Photo by Sebastian Molina fotografÌa on Unsplash

Photo by Sebastian Molina fotografÌa on Unsplash

Tracking down problems with Jaeger

Hunter

Article from ADMIN 70/2022
By
The various components of cloud-native applications are always exchanging information, which makes troubleshooting difficult. The Jaeger tracing framework helps hunt down the perpetrators.

Administrators facing a container-based setup with distributed applications for the first time in their career might hark back to the past and secretly think the old ways were better. From their perspective, at least, you might understand how this misconception comes about. People who used to be responsible for troubleshooting had a few fairly obvious starting points. Large monolithic programs such as MySQL simply output error messages.
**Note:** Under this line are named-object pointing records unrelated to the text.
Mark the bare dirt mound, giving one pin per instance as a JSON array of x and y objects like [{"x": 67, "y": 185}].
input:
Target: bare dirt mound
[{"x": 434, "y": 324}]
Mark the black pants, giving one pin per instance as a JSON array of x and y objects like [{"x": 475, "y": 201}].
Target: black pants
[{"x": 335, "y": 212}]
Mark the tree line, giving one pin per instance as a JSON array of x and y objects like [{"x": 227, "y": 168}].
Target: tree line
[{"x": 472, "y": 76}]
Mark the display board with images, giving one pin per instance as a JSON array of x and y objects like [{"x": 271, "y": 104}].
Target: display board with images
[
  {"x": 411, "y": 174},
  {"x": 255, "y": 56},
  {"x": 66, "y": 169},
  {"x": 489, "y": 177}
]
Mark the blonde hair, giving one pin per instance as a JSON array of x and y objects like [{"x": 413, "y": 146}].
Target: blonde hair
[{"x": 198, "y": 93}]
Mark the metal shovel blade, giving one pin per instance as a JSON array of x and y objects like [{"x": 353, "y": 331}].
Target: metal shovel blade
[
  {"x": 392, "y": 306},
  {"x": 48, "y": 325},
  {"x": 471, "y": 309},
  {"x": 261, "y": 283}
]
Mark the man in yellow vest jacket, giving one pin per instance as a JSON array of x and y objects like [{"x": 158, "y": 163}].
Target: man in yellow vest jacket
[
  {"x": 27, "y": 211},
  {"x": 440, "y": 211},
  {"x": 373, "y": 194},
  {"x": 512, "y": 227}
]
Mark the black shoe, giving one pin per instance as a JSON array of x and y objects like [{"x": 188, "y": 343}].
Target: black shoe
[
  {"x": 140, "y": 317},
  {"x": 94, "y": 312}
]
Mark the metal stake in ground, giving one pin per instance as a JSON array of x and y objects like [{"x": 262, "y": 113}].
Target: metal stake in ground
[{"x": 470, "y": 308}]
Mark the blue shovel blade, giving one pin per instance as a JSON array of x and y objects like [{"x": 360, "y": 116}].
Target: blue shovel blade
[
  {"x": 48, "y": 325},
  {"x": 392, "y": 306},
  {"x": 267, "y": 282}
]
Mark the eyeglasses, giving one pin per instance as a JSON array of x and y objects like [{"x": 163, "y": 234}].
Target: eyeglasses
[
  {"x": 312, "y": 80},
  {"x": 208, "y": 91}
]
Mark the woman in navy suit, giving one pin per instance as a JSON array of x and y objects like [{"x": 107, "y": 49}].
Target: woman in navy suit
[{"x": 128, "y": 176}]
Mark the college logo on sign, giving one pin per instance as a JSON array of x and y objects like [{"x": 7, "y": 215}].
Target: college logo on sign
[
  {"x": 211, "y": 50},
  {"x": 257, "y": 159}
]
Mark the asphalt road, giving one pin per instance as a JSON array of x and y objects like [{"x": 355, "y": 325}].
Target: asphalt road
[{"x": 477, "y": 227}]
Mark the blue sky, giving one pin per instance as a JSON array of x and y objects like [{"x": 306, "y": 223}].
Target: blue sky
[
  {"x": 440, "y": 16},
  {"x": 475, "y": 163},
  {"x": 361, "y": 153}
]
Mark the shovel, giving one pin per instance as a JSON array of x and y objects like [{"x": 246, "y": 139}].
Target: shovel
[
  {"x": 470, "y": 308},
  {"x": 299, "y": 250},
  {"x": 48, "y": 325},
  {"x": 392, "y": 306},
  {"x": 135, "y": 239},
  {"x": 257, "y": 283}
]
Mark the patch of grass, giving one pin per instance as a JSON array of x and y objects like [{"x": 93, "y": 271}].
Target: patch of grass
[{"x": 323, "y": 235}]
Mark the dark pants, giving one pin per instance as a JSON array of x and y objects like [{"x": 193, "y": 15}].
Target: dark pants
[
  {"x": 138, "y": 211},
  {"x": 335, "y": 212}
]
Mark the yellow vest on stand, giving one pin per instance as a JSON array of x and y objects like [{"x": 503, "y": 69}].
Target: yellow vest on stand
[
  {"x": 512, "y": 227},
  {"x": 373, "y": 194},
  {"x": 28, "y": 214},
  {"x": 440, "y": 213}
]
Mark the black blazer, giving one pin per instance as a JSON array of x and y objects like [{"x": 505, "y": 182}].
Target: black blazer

A look at the logfile was therefore often all it took to get at least a hint of where to look.

If nothing useful could be found in the logfile, you still had the level below it as the starting point. For example, if communication between server and client did not work as described in the documentation, many an admin would turn to tools such as Tcpdump (Figure 1), which lets you read data traffic down to the lowest levels of a network connection for subsequent visualization with Wireshark to check for potential issues. Also, the client could see potential errors and output appropriate messages on the terminal, if need be.

Figure 1: Tools such as Tcpdump used to be all you needed to examine network connections at the application level.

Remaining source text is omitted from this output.